OpenCL Hair-Tearing

toneburst's picture

I've been tearing my hair out all day trying to do something that should be very simple in OpenCL.

I need to write a Kernel with 2 different image inputs and an array input. The only way I can get it to work is if I make all the inputs the same 'size' (ie both the images have identical dimensions, and the array/structure has exactly the same number of members as the total pixel-count of each of the images). One of the images doesn't need to be as big as the other, but padding it out as a pre-process isn't too much of an issue. The array is more of a problem though, as I'm using a JS patch to generate it, and I really don't want or need it to have several hundred thousand members. Anyone any ideas how/if I can fix this?

a|x

gtoledo3's picture
Re: OpenCL Hair-Tearing

OpenCL processes want to be computed in a parallel fashion naturally. I totally sympathize with your scenario. OpenCL is one way (the only way?) in QC to do many kind of manipulation of very large image/structure, etc., but it's pretty natural want to operate on structures of different sizes. I run into this all the time, and have had plenty of crash and burns before figuring different principles out.

There's probably a few approaches that could work depending on the particulars of your scenario.

You may want to shift to thinking of having your process work in blocks of index ranges when structures aren't the same size, and then adding in iterations of some dud value for the blocks where there is a remainder in one of the structures, or picking multiples. It's hard to say the correct approach; the description is concrete but vague enough to make it hard enough to give a valid suggestion.

This isn't totally applicable to QC, but led to some "aha!" moments: http://www.mikeash.com/pyblog/friday-qa-2010-04-02-opencl-basics.html

If you had way more pixels than some javascript thing that is outputting an array, maybe you setup the javascript so that it's outputting an index size that matches the pixel width. Then, you can make your operations so that the javascript patch that is outputting less pixels than your image overall, and is equivalent to one row in width. Then, add in the javascript structure over each row. Conversely, perhaps the best route is to go ahead and queue off the top, to get your structure to the same size.

Maybe the easiest way, depending on if it handles what you need to accomplish, is to use a queue structure in parallel or queue number in parallel patch. Remember that if it's outputting a single lane structure, and you pass it to a float4 index input, the structure will convert to float4... so I think your first 4 index vals will convert to one index/vector. I'm not 100% sure on that, but that's what happens when you hit the mesh creator input with a single lane for sure.

I believe the queue struct in parallel should instantly make a queue populated with all of the values you need to kick off the kernel, without having the "fill up" time of the normal queue, which would be a crash and burn affair probably. So, if you feed it a struct of 307200, queue size 10, it should instantly kick off with a structure size of 3072000 without a fill lag. That is pretty handy for getting your chunks equal sizes, if that route helps solve things. I'm not sure what you need to do, but I think about if I had an audio struct that was smaller, and had to have it work with an image... I would probably attempt to queue in parallel first, with the idea that every structure count of the javascript out would be equivalent to one row X of the image sample, because of the ease of it.

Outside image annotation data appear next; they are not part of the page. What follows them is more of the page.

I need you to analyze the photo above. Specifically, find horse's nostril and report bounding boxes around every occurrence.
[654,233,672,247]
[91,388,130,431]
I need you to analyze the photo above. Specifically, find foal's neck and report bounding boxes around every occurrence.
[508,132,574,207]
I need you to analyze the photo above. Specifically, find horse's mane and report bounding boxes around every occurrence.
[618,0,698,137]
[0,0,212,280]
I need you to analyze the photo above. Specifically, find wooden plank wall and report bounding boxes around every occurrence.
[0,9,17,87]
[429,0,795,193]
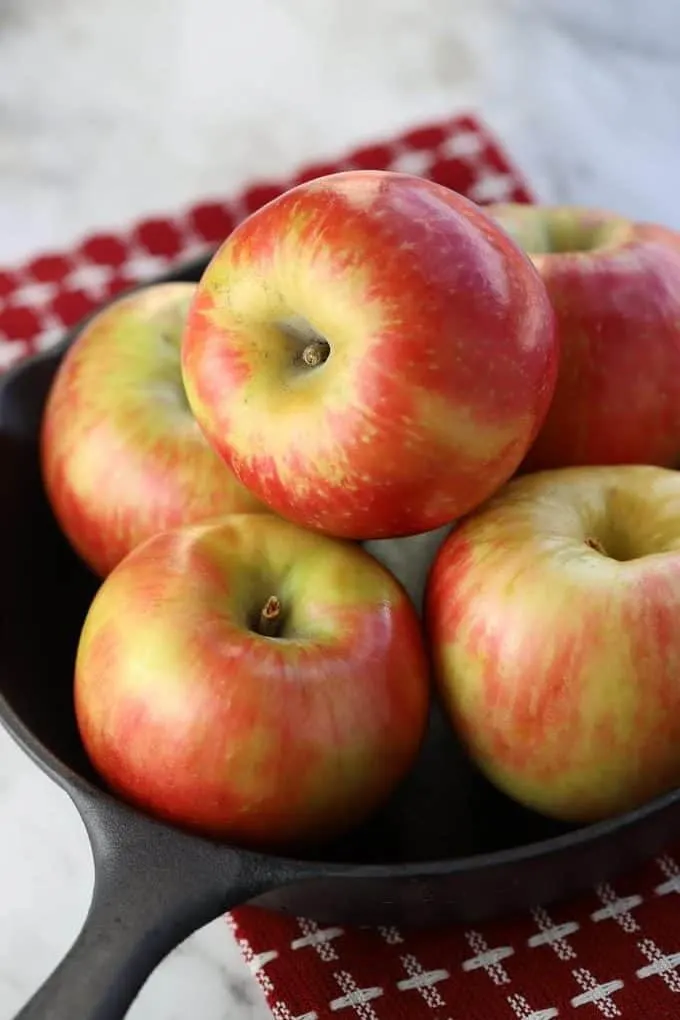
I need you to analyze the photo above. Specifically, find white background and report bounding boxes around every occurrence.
[0,0,680,1020]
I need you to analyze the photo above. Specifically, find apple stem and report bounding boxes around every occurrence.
[257,595,281,638]
[302,340,330,368]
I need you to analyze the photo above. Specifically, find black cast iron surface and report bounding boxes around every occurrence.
[0,261,680,1020]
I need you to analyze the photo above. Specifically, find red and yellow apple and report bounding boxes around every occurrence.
[182,170,558,540]
[427,465,680,822]
[487,204,680,470]
[74,514,429,848]
[42,283,265,576]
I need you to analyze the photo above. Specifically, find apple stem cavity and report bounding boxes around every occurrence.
[255,595,281,638]
[302,340,330,368]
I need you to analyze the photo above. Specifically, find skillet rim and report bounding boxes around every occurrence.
[0,259,680,884]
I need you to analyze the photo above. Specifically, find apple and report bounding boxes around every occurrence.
[182,170,558,540]
[41,283,266,576]
[426,465,680,823]
[74,514,430,848]
[487,204,680,470]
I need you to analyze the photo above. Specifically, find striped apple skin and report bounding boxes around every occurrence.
[426,465,680,822]
[74,514,430,847]
[182,171,558,540]
[41,283,265,576]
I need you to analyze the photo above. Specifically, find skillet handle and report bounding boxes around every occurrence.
[15,797,277,1020]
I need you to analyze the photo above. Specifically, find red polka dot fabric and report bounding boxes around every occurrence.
[0,116,530,370]
[10,116,680,1020]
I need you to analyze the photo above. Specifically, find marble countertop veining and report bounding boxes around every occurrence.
[0,0,680,1020]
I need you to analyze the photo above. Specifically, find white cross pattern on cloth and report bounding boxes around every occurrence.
[291,917,345,963]
[655,855,680,896]
[508,996,560,1020]
[571,967,623,1017]
[635,938,680,993]
[463,931,515,984]
[527,907,580,962]
[271,1003,319,1020]
[397,953,451,1010]
[330,970,383,1020]
[590,884,643,935]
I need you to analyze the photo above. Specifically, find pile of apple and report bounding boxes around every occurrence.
[42,171,680,847]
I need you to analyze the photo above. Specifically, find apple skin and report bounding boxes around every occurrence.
[182,170,559,540]
[41,283,266,576]
[426,465,680,822]
[74,514,430,848]
[487,204,680,471]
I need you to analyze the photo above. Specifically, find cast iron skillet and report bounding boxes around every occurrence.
[0,260,680,1020]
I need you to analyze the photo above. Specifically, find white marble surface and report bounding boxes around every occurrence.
[0,0,680,1020]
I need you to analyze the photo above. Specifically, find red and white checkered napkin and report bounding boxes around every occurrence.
[6,111,680,1020]
[0,117,530,369]
[228,847,680,1020]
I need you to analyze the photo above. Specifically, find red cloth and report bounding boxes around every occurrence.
[0,117,530,368]
[6,117,680,1020]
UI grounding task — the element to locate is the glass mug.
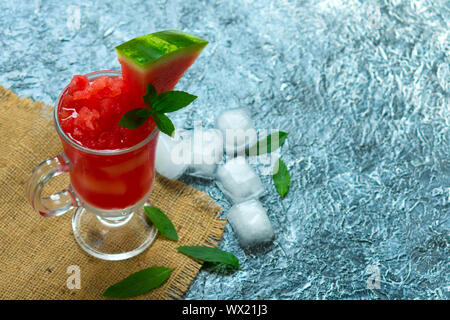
[26,71,159,260]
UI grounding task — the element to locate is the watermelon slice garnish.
[116,30,208,97]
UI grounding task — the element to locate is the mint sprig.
[103,267,173,298]
[273,158,291,198]
[119,84,197,136]
[144,206,178,241]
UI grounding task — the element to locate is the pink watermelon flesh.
[119,51,201,97]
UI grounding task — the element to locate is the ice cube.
[216,108,257,155]
[155,132,190,180]
[189,128,223,179]
[216,156,265,203]
[227,199,274,247]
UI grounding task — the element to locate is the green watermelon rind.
[115,30,208,71]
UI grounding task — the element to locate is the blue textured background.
[0,0,450,299]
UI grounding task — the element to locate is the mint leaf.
[245,131,289,156]
[119,108,150,129]
[103,267,173,298]
[151,91,197,113]
[144,206,178,241]
[142,83,158,107]
[153,113,175,137]
[177,246,241,269]
[273,159,291,198]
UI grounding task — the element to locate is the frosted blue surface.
[0,0,450,299]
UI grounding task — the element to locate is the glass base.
[72,203,158,261]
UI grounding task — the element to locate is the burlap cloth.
[0,86,225,299]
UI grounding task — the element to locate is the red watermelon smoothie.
[56,71,159,210]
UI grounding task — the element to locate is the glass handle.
[26,153,79,217]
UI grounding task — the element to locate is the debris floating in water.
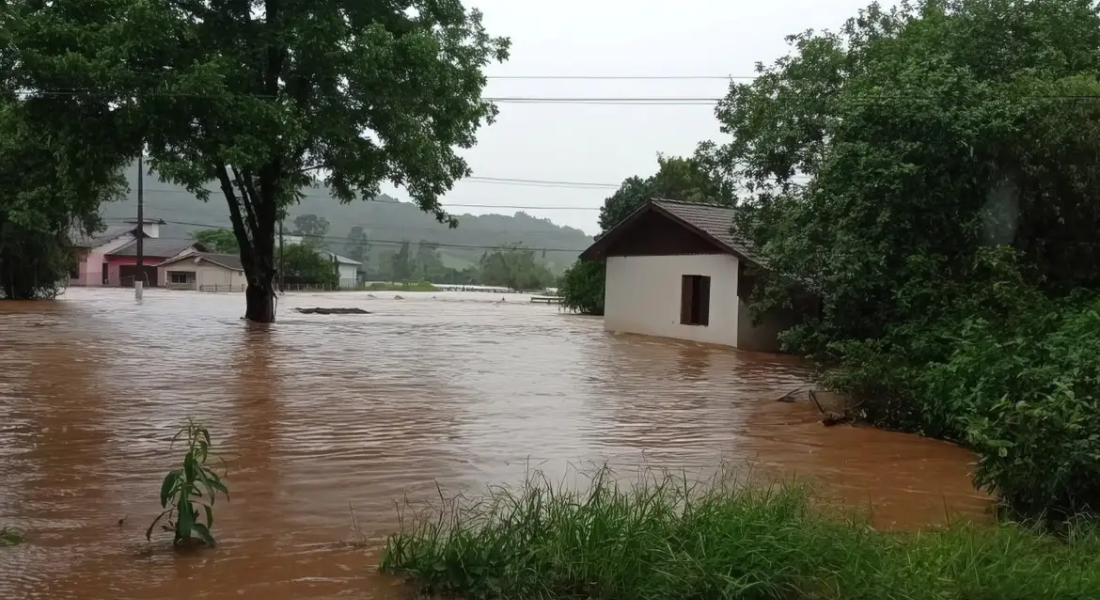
[295,307,371,315]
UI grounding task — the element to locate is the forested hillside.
[102,166,592,272]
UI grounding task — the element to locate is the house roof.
[157,252,244,271]
[581,199,765,266]
[108,238,195,259]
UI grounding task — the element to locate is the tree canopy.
[0,0,508,321]
[0,95,122,299]
[697,0,1100,514]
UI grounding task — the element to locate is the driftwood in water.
[295,307,371,315]
[810,390,851,427]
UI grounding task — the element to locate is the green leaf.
[145,509,172,541]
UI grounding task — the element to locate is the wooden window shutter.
[680,275,692,324]
[695,277,711,325]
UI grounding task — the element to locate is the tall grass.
[381,470,1100,600]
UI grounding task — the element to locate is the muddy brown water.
[0,290,987,600]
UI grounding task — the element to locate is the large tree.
[0,0,508,321]
[703,0,1100,351]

Instead of javascript, maybe you can conceive it as a CI image out that delivers pixel strips, and you read the color to get your values.

dust's picture
Re: OpenCL Hair-Tearing

you can create a structure of any size in js and feed it into a kernel with a different thread id count. so if you take your global id index and multiply by the global size and assign your input array to global out. then your java script array will be in the cl structure up until your input size is exceeded. then if your not trying to share that thread cl will just put 0 for all the other indexes otherwise if your using that thread with another process then sometimes junk from the other process gets placed into you output structure.

as far as image size is concerned if your just processing the image and writing it back out to an image normally you should be able to resize your view but defiantly never change your global sizes while in execution. using images of different sizes. you just have to store the small image data locally and assign it to a different process that is the same size as your large image. i like to throw negative number into the null parts of the local structure if it is image data that way it easy when you are processing the data down the pipeline to test for when your real data ends. any number works just something out of the bounds of real data.

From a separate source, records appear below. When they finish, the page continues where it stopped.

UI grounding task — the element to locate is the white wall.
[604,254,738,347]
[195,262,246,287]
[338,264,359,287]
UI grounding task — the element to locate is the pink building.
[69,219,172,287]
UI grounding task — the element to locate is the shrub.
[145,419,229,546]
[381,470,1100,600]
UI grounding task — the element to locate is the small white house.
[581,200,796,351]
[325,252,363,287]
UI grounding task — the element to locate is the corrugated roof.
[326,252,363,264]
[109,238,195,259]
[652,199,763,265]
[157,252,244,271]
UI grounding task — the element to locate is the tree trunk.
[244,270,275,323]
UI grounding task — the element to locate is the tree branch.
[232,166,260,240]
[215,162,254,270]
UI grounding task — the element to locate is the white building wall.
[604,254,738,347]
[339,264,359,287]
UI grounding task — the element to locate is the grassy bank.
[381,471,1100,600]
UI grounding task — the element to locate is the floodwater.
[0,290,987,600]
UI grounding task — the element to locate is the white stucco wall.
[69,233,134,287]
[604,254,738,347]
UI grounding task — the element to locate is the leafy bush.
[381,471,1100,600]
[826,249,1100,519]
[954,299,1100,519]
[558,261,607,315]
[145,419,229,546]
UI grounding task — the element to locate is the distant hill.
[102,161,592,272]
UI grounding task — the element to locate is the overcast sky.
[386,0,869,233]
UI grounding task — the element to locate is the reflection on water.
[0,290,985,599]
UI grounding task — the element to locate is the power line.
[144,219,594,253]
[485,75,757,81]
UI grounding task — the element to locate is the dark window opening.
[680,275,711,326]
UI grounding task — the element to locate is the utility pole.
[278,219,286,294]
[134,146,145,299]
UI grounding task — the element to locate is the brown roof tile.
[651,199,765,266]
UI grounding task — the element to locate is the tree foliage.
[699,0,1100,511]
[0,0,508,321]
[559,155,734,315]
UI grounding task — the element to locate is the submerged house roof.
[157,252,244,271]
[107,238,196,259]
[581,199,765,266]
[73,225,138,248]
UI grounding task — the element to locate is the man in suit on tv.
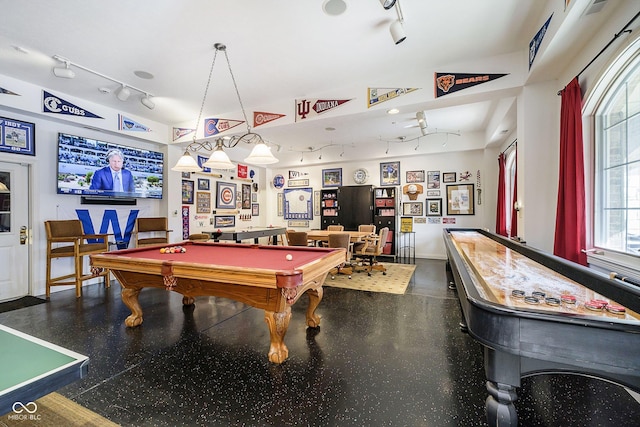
[89,149,135,193]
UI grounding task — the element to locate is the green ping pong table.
[0,325,89,415]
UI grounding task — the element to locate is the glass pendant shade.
[171,151,202,172]
[244,142,278,165]
[202,145,236,169]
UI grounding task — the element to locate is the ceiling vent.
[584,0,609,16]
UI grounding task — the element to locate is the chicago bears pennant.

if your trying to mash image data with vertex data like using a depth image to extrude a mesh then i would say you should follow size conventions of powers of 2. use images of the same size by image resize with gl before going to cl is what i do. normally when i work with images of different sizes i split them into different kernels. defiantly if doing an image and mesh process never change the global size or render window size while executing or you will go down with no warning.

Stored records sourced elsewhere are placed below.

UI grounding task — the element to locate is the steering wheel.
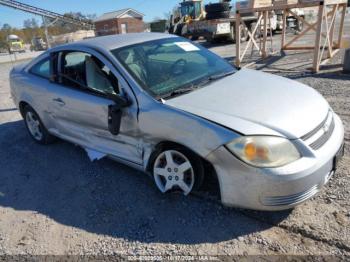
[170,58,187,76]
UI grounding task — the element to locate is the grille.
[301,111,335,150]
[261,185,319,206]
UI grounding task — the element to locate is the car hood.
[164,69,329,139]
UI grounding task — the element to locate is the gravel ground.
[0,15,350,260]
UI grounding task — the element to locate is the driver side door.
[49,50,142,165]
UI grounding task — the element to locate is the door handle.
[52,98,66,106]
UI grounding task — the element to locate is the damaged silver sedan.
[10,33,344,210]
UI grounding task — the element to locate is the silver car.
[10,33,344,210]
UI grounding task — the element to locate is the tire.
[152,147,204,195]
[206,11,230,20]
[23,106,56,145]
[205,2,231,13]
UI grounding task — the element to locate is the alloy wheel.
[153,150,195,195]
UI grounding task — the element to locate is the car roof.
[55,33,178,50]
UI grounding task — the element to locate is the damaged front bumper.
[207,115,344,211]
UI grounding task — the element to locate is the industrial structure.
[94,8,145,36]
[235,0,347,72]
[0,0,94,47]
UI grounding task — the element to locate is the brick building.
[94,8,145,36]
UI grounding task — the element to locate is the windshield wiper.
[209,70,236,81]
[160,85,196,99]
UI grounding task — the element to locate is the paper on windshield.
[175,42,199,52]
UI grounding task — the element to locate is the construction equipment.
[7,35,26,54]
[0,0,94,29]
[169,0,257,41]
[169,0,304,41]
[0,0,94,47]
[30,36,47,51]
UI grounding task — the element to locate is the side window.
[29,58,50,79]
[60,52,119,94]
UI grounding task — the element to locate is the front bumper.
[207,114,344,211]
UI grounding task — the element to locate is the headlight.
[226,136,300,167]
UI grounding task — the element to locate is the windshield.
[112,38,236,97]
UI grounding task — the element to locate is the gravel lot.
[0,15,350,260]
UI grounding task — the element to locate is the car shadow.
[0,121,290,244]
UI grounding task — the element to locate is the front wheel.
[153,149,204,195]
[23,106,55,145]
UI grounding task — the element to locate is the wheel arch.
[18,101,31,118]
[146,140,221,198]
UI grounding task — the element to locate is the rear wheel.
[23,106,55,145]
[153,148,204,195]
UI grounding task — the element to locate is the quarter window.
[30,58,50,79]
[60,52,119,94]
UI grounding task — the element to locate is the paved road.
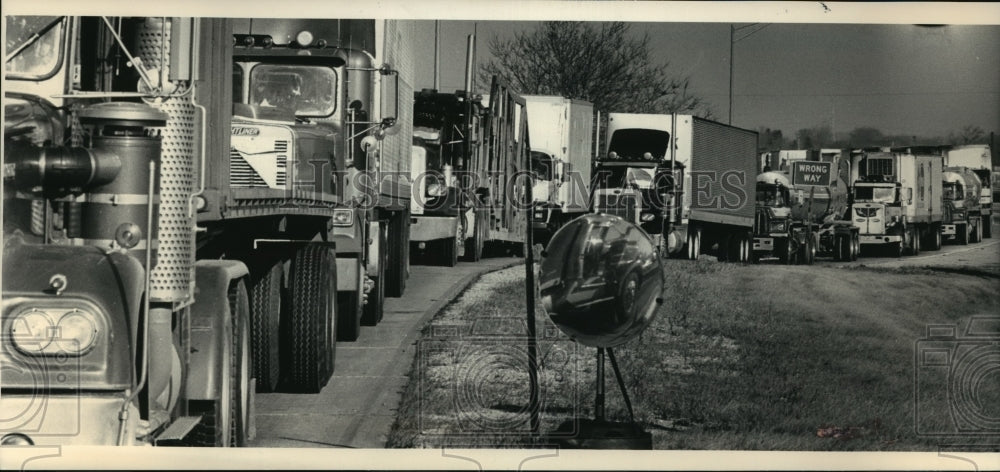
[250,258,519,448]
[763,224,1000,274]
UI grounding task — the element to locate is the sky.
[417,17,1000,137]
[2,0,1000,142]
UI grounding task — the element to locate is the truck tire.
[361,223,389,326]
[776,239,798,265]
[250,261,284,392]
[929,224,941,251]
[185,280,251,447]
[907,228,920,256]
[463,209,486,262]
[337,261,365,341]
[385,211,410,298]
[798,235,816,265]
[281,244,339,393]
[834,234,853,262]
[685,227,701,261]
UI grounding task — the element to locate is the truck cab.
[753,172,795,263]
[941,167,983,244]
[852,179,903,249]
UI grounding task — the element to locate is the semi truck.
[593,113,757,262]
[230,19,416,344]
[0,17,409,446]
[944,144,995,238]
[524,95,594,242]
[753,150,860,264]
[851,147,944,257]
[941,167,989,245]
[410,89,485,267]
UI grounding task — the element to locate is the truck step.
[156,415,201,446]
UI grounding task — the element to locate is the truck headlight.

if you are running out of vram or what ever your frame rate will drop never let it go below 3 fps. so if you drop down to 4fps you still have time to force quit qc before your whole system goes down.

good question though in reference to different image sizes. i have been thinking about how i can up sample a fluid sim offline with qc cl kernel. although i'm thinking its possible in real time will just have to not use my view size for input to the fluid sim. thinking i might be able to up size by using render in image and feedback my small image into my desired larger image size sort of expanding the pixels.

i just want to do what ever its called on the ipad where the iphone app gets resized because my gpu can't handle the simulation i'm running at the size i want it.

you do that stuff with glsl tb. you think doing a cl gl interop then using glsl to up size ?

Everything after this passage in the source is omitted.